I've recently started learning lex , so I was practicing and decided to make a program which recognises a declaration of a normal variable. (Sort of)
This is my code :
%{
#include "stdio.h"
%}
dataType "int"|"float"|"char"|"String"
alphaNumeric [_\*a-zA-Z][0-9]*
space [ ]
variable {dataType}{space}{alphaNumeric}+
%option noyywrap
%%
{variable} printf("ok");
. printf("incorect");
%%
int main(){
yylex();
}
Some cases when the output should return ok
int var3
int _varR3
int _AA3_
And if I type as input : int float
, it returns ok
, which is wrong because they are both reserved words.
So my question is what should I modify to make my expression ignore the 'dataType' words after space?
Thank you.
A preliminary consideration: Typically, detection of the construction you point out is not done at the lexing phase, but at the parsing phase.

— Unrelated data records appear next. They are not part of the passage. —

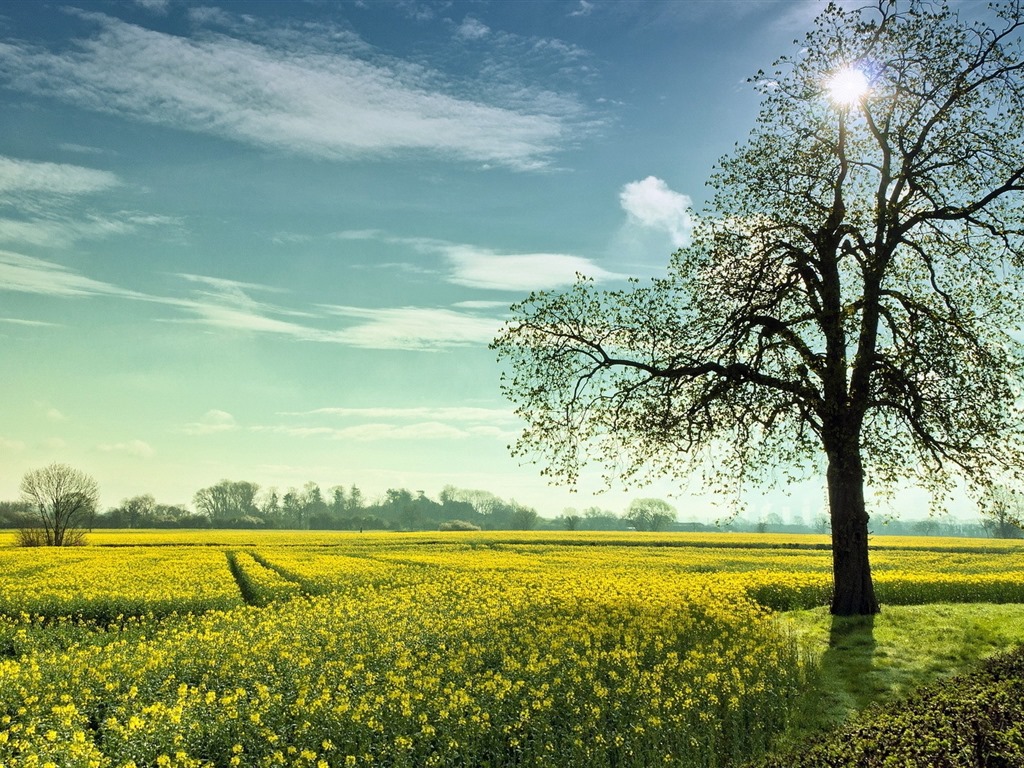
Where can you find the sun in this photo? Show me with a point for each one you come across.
(848, 86)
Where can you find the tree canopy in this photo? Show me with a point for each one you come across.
(62, 501)
(849, 302)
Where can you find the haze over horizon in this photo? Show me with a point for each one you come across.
(271, 241)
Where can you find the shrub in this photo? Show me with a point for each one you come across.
(458, 525)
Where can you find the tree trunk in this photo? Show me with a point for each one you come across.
(854, 592)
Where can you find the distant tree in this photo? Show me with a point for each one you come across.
(339, 502)
(269, 507)
(62, 502)
(522, 517)
(1003, 512)
(570, 518)
(847, 306)
(356, 502)
(227, 501)
(14, 514)
(595, 518)
(650, 514)
(137, 511)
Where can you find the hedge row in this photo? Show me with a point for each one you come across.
(970, 721)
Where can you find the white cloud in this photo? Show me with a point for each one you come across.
(526, 271)
(131, 448)
(213, 422)
(53, 178)
(416, 423)
(472, 29)
(320, 102)
(456, 413)
(583, 9)
(19, 322)
(651, 204)
(481, 267)
(412, 328)
(12, 445)
(54, 231)
(29, 274)
(156, 6)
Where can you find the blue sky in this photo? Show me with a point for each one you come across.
(270, 241)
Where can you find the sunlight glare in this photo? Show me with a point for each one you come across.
(848, 86)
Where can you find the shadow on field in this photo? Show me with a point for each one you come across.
(850, 659)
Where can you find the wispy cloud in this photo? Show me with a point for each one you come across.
(413, 328)
(52, 178)
(383, 431)
(19, 322)
(423, 423)
(308, 100)
(443, 413)
(138, 449)
(525, 271)
(56, 230)
(12, 445)
(29, 274)
(651, 204)
(474, 266)
(213, 422)
(230, 305)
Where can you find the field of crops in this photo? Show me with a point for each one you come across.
(455, 649)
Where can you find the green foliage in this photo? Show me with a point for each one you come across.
(458, 525)
(970, 721)
(650, 514)
(846, 305)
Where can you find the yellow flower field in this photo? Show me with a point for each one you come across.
(505, 649)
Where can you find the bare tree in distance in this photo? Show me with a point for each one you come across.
(1003, 512)
(846, 305)
(64, 501)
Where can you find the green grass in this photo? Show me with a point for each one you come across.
(867, 660)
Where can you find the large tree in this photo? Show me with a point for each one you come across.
(848, 302)
(62, 502)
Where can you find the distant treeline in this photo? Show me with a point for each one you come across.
(241, 504)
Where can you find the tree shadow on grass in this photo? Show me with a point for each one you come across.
(845, 681)
(848, 665)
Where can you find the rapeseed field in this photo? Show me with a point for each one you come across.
(424, 650)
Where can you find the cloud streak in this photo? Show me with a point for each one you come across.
(228, 305)
(317, 102)
(483, 268)
(29, 274)
(52, 178)
(416, 423)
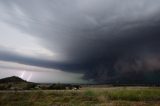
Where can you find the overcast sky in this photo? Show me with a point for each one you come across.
(80, 41)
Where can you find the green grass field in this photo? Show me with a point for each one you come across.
(88, 96)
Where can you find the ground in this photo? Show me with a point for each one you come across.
(86, 96)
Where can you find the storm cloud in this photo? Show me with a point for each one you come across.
(106, 40)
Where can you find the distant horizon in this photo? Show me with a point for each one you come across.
(80, 41)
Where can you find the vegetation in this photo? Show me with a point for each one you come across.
(113, 96)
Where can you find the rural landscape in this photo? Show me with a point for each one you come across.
(17, 92)
(79, 52)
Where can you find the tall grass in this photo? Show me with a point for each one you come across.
(84, 97)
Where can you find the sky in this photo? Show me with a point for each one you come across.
(80, 41)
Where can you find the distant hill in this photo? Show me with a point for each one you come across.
(12, 79)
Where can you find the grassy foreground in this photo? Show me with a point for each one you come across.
(119, 96)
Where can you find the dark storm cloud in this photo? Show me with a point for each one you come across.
(104, 38)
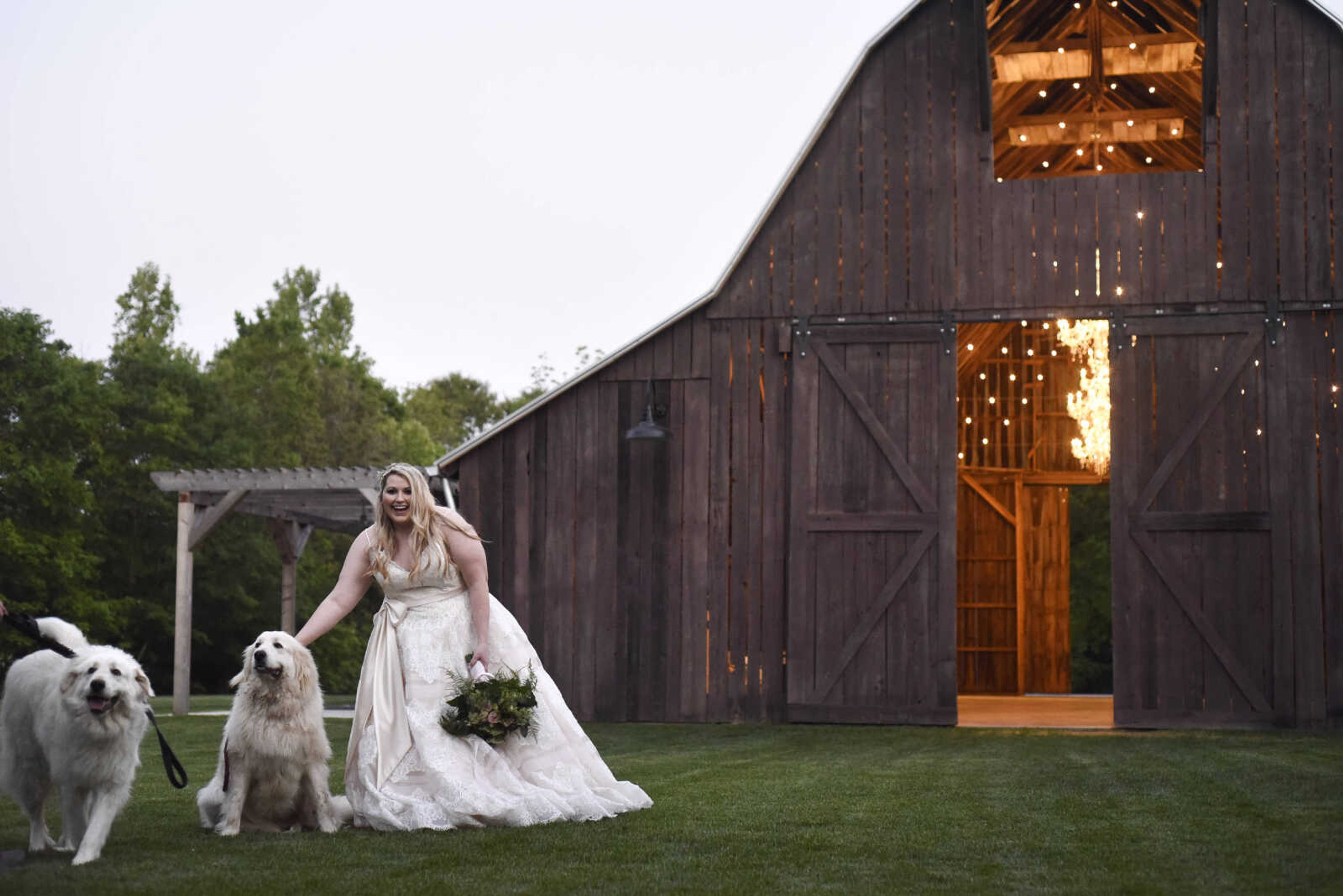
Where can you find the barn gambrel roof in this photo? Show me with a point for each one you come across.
(1333, 10)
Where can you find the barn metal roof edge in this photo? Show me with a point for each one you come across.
(742, 249)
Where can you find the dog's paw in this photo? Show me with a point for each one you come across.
(41, 843)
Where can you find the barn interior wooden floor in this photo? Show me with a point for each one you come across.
(1036, 711)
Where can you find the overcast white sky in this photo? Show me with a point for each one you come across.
(488, 182)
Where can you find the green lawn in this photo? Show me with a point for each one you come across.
(753, 809)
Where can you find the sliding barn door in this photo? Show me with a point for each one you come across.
(872, 551)
(1201, 589)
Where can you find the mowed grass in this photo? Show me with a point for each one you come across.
(755, 809)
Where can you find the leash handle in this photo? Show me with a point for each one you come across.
(176, 774)
(27, 625)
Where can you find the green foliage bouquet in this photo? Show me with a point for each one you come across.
(492, 707)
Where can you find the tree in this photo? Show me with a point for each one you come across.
(51, 416)
(160, 417)
(453, 408)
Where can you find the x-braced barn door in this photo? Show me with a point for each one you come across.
(872, 551)
(1201, 590)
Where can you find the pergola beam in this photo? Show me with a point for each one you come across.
(296, 500)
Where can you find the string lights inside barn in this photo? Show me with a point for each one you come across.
(1088, 341)
(1075, 88)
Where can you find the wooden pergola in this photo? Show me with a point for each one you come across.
(293, 502)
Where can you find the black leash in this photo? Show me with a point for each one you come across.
(27, 625)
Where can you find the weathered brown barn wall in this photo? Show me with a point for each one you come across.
(896, 210)
(653, 577)
(652, 574)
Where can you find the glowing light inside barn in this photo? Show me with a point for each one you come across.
(1088, 341)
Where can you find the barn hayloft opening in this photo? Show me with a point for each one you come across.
(1033, 418)
(1096, 86)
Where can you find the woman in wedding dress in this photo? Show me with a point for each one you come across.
(402, 770)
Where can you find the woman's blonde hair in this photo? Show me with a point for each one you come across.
(429, 527)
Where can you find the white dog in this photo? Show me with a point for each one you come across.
(273, 772)
(74, 725)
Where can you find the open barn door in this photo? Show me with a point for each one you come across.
(872, 554)
(1201, 589)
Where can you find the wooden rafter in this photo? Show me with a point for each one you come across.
(1134, 61)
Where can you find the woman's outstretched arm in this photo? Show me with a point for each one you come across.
(348, 592)
(469, 555)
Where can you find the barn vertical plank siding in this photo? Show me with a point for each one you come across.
(680, 581)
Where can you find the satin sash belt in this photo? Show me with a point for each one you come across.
(382, 688)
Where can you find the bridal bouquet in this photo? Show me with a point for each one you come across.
(491, 707)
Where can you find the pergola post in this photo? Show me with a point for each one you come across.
(182, 618)
(291, 539)
(296, 502)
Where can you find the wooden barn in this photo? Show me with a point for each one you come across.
(849, 502)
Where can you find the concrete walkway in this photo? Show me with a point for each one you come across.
(327, 714)
(1036, 711)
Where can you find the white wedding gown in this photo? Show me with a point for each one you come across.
(403, 772)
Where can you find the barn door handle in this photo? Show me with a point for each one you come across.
(1118, 331)
(1272, 322)
(802, 334)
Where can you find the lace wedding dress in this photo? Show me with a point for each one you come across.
(403, 772)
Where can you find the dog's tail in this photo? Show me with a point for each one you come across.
(62, 633)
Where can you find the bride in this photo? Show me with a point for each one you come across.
(402, 770)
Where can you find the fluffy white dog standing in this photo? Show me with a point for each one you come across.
(74, 725)
(273, 772)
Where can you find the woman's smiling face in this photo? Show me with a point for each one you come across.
(397, 499)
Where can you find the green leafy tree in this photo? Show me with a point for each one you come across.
(160, 418)
(453, 408)
(51, 416)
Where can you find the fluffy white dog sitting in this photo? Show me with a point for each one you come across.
(273, 772)
(74, 725)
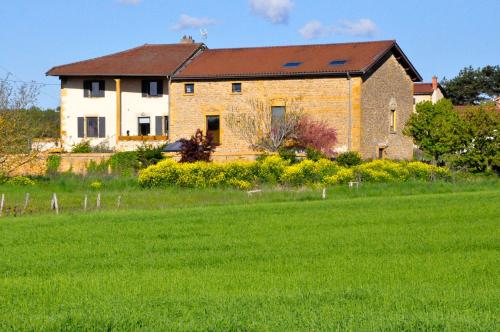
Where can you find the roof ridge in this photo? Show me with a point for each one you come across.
(301, 45)
(118, 53)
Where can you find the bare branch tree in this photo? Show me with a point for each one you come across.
(263, 130)
(17, 128)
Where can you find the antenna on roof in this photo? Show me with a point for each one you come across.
(204, 34)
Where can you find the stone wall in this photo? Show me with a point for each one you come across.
(387, 88)
(322, 98)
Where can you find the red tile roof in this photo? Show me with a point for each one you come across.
(146, 60)
(314, 60)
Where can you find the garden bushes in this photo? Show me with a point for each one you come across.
(274, 170)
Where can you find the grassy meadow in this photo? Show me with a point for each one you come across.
(400, 257)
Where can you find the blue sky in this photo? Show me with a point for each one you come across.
(439, 36)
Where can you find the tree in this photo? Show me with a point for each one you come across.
(263, 130)
(17, 128)
(482, 131)
(436, 129)
(316, 135)
(197, 148)
(473, 86)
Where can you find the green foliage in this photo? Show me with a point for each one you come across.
(53, 163)
(288, 154)
(482, 132)
(82, 147)
(20, 181)
(274, 170)
(472, 85)
(436, 129)
(314, 155)
(96, 185)
(349, 159)
(125, 163)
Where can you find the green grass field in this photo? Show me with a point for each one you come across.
(401, 257)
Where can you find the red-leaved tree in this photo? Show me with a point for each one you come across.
(197, 148)
(317, 135)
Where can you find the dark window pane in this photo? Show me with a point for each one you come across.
(92, 127)
(213, 127)
(236, 87)
(278, 115)
(144, 126)
(189, 88)
(153, 88)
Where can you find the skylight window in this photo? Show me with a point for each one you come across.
(338, 62)
(292, 64)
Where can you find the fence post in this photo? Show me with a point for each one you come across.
(54, 203)
(26, 202)
(2, 202)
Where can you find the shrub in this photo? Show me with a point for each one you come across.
(349, 159)
(271, 168)
(53, 163)
(96, 185)
(314, 155)
(148, 154)
(315, 135)
(343, 175)
(274, 170)
(288, 154)
(20, 181)
(197, 148)
(82, 147)
(124, 163)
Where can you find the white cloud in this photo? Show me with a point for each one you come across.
(275, 11)
(360, 28)
(313, 30)
(129, 2)
(189, 22)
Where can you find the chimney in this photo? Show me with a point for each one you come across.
(434, 83)
(187, 40)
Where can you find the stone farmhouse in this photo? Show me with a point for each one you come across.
(156, 93)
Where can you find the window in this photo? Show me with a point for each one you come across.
(213, 127)
(277, 116)
(144, 126)
(236, 87)
(381, 153)
(91, 127)
(338, 62)
(152, 88)
(393, 121)
(161, 125)
(292, 64)
(189, 88)
(93, 88)
(166, 125)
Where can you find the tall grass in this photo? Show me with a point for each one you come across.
(418, 257)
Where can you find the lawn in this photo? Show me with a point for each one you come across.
(386, 257)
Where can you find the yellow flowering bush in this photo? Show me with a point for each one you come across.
(274, 170)
(343, 175)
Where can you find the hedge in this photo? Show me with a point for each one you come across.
(274, 170)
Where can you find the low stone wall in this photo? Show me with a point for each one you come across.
(78, 162)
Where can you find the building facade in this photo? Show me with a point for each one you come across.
(363, 90)
(119, 101)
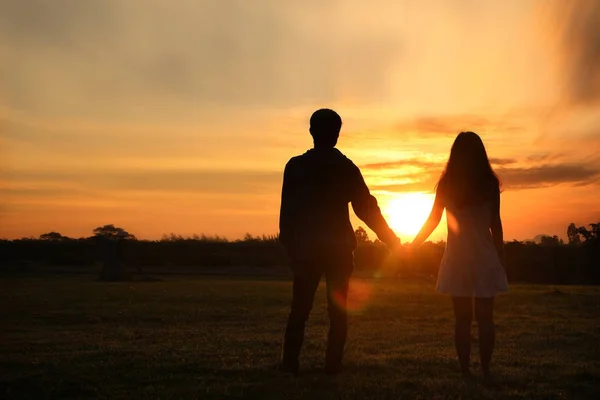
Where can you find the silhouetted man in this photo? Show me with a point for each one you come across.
(316, 232)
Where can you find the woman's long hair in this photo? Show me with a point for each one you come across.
(468, 177)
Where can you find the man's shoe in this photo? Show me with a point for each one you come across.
(333, 369)
(288, 368)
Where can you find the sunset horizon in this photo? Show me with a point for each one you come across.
(164, 119)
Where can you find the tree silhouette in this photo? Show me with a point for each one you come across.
(592, 234)
(112, 232)
(53, 236)
(573, 234)
(112, 241)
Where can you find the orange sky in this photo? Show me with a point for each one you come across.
(163, 116)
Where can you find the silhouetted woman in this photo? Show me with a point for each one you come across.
(472, 269)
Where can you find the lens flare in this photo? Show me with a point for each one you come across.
(359, 294)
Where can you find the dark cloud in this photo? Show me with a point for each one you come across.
(548, 175)
(513, 176)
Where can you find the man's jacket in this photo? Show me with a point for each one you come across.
(314, 217)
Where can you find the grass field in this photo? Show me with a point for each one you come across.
(73, 338)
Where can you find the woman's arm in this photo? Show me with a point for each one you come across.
(432, 221)
(496, 228)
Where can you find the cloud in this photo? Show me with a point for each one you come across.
(418, 175)
(451, 125)
(578, 28)
(116, 59)
(242, 182)
(549, 175)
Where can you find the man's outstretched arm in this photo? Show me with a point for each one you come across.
(366, 208)
(286, 224)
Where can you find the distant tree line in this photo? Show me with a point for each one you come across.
(548, 259)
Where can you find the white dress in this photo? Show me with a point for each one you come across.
(471, 266)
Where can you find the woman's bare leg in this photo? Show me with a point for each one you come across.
(463, 316)
(484, 313)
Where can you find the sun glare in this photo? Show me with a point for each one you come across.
(407, 212)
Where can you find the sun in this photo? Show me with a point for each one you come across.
(406, 212)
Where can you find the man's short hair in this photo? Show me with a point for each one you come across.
(325, 122)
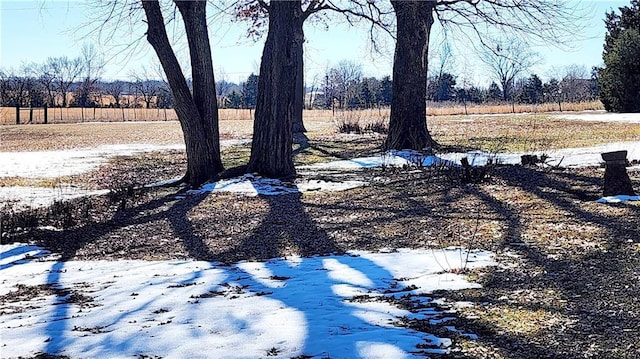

On yacc/bison, for instance, you would have a rule that only matches a "type" token followed by an "identifier" token.
To achieve that with lex/flex though, you could consider playing around with the negation (^) and trailing context (/) operators. Or...
If you're running flex, perhaps simply surrounding all your regex with parenthesis and passing the -l
flag would do the trick. Notice there are a few differences between lex and flex, as described in the Flex manual.